Though classified as a comedy in the First Folio, The Merchant of Venice isn’t very funny. Yes, the delineation of a Shakespeare play as a comedy has more to do with a happy resolution—usually exemplified by a marriage—than with incitement to giggling, but even here the play doesn’t satisfy. Shylock meets a dismal fate, and Portia and Bassanio have their nuptial day, but does anyone care?
Shakespeare’s publishers didn’t. On the title page of the first edition, they billed the play as showing “the extreme cruelty of Shylock the Jew towards the said Merchant, in cutting a just pound of his flesh”—”The obtaining of Portia by the choice of three chests” appears as an afterthought. One of Shakespeare’s earliest critics, Nicholas Rowe, wrote, “tho we have sent that Play Receiv’d and Acted as a Comedy . . . yet I cannot but think it was designed Tragically by the Author. [It] cannot agree with the Stile or Characters of Comedy.”
Comedy, though, is director Edward Hall’s forte. Propeller, Hall’s all-male U.K. Shakespeare company, has brought several comedies (and one romance) to BAM, most recently a delicious double bill of Twelfth Night and The Taming of the Shrew. So the question of how the corps would handle this darker material shrouded The Merchant of Venice‘s opening night. The great advantage of Hall’s comedies has been their playfulness and improvisatory quality: Want to be a girl? Put on a skirt! Need a tune played? Grab a lute! Here, the ensemble is as excellent as ever, but their liveliness has calcified into something more laborious.
Hall’s Merchant plays out amid a squalid prison. The inmates flash homemade shivs and adopt the slighter men (and one burly one) as consorts. The jailhouse setting highlights the play’s violence and helps explain the cross-dressed men, but the conceit doesn’t sustain all the play’s elements. In the closed system of the prison, it makes even less sense for Bassanio to abandon Antonio and woo Portia—or for that wooing to necessitate a hefty loan.
Hall also simplifies many of the play’s more complicated aspects: Here, the relationship between Antonio and Bassanio, often a puzzler, is clearly homosexual. And the dilemma as to whether Shakespeare means us to sympathize with Shylock or vilify him? Well, the moneylender delivers the “Hath not a Jew eyes” speech while removing one from the socket of a fellow prisoner. Hall is a spirited and inventive director, but this play, and that famed pound of flesh, weighs heavily on him.
Ethan Coen’s Offices, another comedy, isn’t funny either. Yet this owes not to a publishing misclassification, but instead to Coen himself. His jokes are few—and bad. Coen recently published a collection of poetry called The Drunken Driver Has the Right of Way, in which the title piece observed the benefits of bad behavior: “The Kubla Khan can butt in line;/The biggest brute can take what’s mine;/When heavyweights break wind, that’s fine.” Coen applies a similar thesis to these three one-acts, which have settings only slightly more salubrious than a prison: Two take place in corporate offices, one in the Office of Homeland Security.

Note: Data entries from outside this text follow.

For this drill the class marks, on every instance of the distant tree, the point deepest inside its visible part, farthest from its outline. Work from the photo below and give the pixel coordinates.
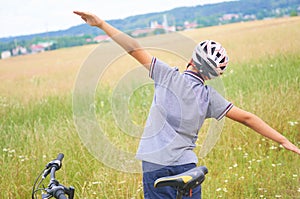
(293, 13)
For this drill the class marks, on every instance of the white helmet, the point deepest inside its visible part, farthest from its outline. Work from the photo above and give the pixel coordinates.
(210, 58)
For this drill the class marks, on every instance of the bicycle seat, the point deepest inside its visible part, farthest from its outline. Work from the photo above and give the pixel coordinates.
(184, 181)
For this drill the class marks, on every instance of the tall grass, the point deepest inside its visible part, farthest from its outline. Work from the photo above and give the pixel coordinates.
(242, 164)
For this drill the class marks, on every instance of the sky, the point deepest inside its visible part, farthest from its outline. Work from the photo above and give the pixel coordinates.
(19, 17)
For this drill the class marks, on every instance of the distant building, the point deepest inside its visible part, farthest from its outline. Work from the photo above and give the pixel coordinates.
(19, 50)
(228, 17)
(5, 54)
(190, 25)
(37, 48)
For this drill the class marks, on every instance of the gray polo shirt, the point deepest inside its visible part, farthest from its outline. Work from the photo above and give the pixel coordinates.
(180, 105)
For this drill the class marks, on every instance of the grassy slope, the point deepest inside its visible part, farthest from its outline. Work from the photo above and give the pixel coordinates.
(35, 106)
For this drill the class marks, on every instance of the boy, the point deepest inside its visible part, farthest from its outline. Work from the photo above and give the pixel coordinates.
(181, 104)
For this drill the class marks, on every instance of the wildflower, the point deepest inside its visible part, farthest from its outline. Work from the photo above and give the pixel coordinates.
(292, 123)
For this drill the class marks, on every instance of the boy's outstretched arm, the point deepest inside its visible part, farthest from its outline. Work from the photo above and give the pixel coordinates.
(258, 125)
(131, 46)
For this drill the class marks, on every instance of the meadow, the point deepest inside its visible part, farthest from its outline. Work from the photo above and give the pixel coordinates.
(37, 114)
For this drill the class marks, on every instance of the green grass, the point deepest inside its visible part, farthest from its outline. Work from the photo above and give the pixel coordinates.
(242, 165)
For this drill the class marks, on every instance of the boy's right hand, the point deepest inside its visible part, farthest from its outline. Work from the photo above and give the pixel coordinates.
(90, 18)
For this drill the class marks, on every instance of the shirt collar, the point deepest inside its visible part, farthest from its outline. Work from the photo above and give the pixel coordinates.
(195, 75)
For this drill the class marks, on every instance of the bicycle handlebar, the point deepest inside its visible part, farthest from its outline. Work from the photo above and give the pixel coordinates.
(54, 189)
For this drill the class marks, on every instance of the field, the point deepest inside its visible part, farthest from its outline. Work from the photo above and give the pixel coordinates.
(38, 117)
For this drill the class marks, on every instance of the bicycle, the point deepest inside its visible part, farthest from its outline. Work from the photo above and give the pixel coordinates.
(54, 188)
(184, 182)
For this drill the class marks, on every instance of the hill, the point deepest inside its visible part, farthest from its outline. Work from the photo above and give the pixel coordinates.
(177, 19)
(204, 15)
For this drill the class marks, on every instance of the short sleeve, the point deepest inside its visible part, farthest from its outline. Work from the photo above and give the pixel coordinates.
(160, 71)
(218, 105)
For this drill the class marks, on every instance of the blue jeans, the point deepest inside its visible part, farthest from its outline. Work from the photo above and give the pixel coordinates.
(151, 172)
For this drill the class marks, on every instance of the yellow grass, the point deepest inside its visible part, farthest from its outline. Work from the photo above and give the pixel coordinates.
(54, 72)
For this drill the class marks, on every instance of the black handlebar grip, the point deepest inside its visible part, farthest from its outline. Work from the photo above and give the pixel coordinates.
(60, 194)
(60, 157)
(204, 169)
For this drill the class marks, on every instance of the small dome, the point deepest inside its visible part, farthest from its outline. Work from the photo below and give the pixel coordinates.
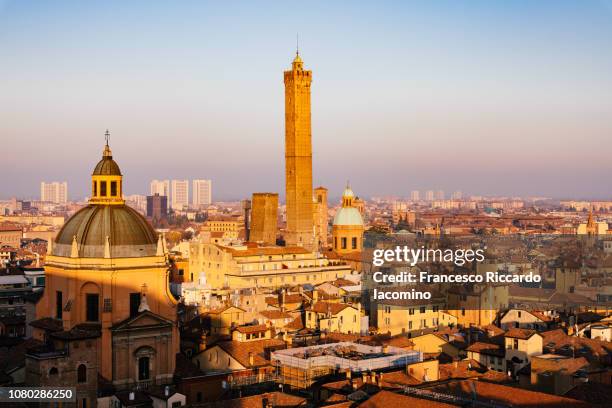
(107, 166)
(128, 232)
(348, 193)
(348, 216)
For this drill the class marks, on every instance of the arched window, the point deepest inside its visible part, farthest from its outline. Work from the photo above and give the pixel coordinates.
(82, 373)
(143, 368)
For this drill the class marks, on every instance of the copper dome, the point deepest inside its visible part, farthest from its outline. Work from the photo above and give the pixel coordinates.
(129, 234)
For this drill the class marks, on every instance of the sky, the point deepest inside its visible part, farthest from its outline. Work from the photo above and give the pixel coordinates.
(495, 98)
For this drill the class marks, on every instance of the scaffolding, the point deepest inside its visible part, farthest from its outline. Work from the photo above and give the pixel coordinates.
(301, 367)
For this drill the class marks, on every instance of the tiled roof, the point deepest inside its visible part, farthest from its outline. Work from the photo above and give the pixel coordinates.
(461, 370)
(241, 350)
(276, 399)
(487, 348)
(264, 251)
(328, 307)
(48, 323)
(522, 334)
(275, 314)
(252, 329)
(511, 396)
(386, 399)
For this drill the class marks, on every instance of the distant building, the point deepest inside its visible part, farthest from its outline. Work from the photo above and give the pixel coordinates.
(264, 218)
(248, 266)
(14, 288)
(137, 202)
(180, 194)
(157, 206)
(54, 192)
(161, 187)
(11, 235)
(202, 193)
(321, 220)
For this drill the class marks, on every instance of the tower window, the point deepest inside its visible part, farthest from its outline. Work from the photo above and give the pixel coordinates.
(82, 373)
(58, 304)
(92, 307)
(143, 368)
(134, 303)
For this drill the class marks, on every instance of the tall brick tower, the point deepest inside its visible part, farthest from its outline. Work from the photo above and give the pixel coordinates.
(298, 156)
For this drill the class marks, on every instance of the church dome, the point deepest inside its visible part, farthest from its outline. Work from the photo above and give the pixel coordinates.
(107, 227)
(348, 192)
(348, 216)
(129, 234)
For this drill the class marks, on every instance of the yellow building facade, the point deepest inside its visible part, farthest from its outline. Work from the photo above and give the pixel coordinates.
(264, 217)
(107, 272)
(249, 266)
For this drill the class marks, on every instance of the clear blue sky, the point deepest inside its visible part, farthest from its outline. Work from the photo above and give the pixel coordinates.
(511, 97)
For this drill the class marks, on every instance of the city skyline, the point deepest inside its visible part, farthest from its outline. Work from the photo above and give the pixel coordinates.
(483, 112)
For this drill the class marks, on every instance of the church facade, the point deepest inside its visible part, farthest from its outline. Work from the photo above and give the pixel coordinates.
(107, 289)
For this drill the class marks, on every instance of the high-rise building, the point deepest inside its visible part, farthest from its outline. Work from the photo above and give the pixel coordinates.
(202, 193)
(54, 192)
(298, 156)
(320, 216)
(264, 216)
(457, 195)
(180, 194)
(157, 207)
(161, 187)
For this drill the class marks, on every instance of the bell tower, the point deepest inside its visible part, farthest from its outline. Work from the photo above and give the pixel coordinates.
(298, 156)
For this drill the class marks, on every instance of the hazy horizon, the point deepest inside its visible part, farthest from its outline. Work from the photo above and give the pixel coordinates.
(508, 98)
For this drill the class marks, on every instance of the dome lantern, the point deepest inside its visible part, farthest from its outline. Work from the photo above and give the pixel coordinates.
(106, 179)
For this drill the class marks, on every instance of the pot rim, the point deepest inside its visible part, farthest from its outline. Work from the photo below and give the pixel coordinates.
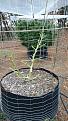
(42, 69)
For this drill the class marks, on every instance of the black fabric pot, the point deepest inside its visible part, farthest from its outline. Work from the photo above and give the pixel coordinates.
(22, 108)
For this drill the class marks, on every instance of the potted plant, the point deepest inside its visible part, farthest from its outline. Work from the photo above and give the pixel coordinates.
(29, 32)
(30, 94)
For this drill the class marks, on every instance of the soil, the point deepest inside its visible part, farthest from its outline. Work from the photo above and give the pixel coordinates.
(57, 62)
(38, 84)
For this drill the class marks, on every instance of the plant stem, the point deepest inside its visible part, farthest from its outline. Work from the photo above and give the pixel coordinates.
(33, 57)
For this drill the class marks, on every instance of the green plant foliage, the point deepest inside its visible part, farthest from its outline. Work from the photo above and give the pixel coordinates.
(30, 38)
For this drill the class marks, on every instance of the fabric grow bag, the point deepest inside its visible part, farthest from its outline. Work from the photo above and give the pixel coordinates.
(22, 108)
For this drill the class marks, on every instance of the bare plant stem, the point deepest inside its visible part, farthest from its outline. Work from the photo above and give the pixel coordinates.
(36, 49)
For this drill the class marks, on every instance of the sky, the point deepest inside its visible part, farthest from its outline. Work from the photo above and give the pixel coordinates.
(23, 7)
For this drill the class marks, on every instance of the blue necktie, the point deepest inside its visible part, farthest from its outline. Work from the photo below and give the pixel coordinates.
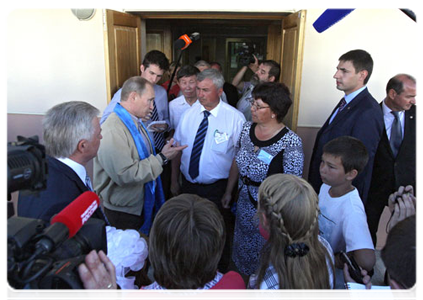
(396, 134)
(198, 146)
(90, 188)
(158, 136)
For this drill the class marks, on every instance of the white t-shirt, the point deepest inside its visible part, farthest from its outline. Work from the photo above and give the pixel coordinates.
(343, 221)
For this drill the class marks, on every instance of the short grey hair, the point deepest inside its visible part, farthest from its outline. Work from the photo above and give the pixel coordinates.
(134, 84)
(65, 125)
(214, 75)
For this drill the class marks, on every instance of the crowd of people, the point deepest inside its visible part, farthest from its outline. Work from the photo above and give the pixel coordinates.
(213, 178)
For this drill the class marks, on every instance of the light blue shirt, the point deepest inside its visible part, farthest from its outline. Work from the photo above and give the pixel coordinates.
(348, 98)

In a series of short, assaultive scenes about unpleasant workplaces, the Atlantic Theater’s 11-member cast antagonize, embarrass, and insult one another. If these scenes are colorless, the verbal abuse is not: Coen’s curses range from “stooge fucker” to “nameless tormentor” to “bitch baby” to “shit-squeezer.” What the plays lack in humor and cleverness they make up for in ineffectual fury. Perhaps Coen should take a coffee break. Make it decaf.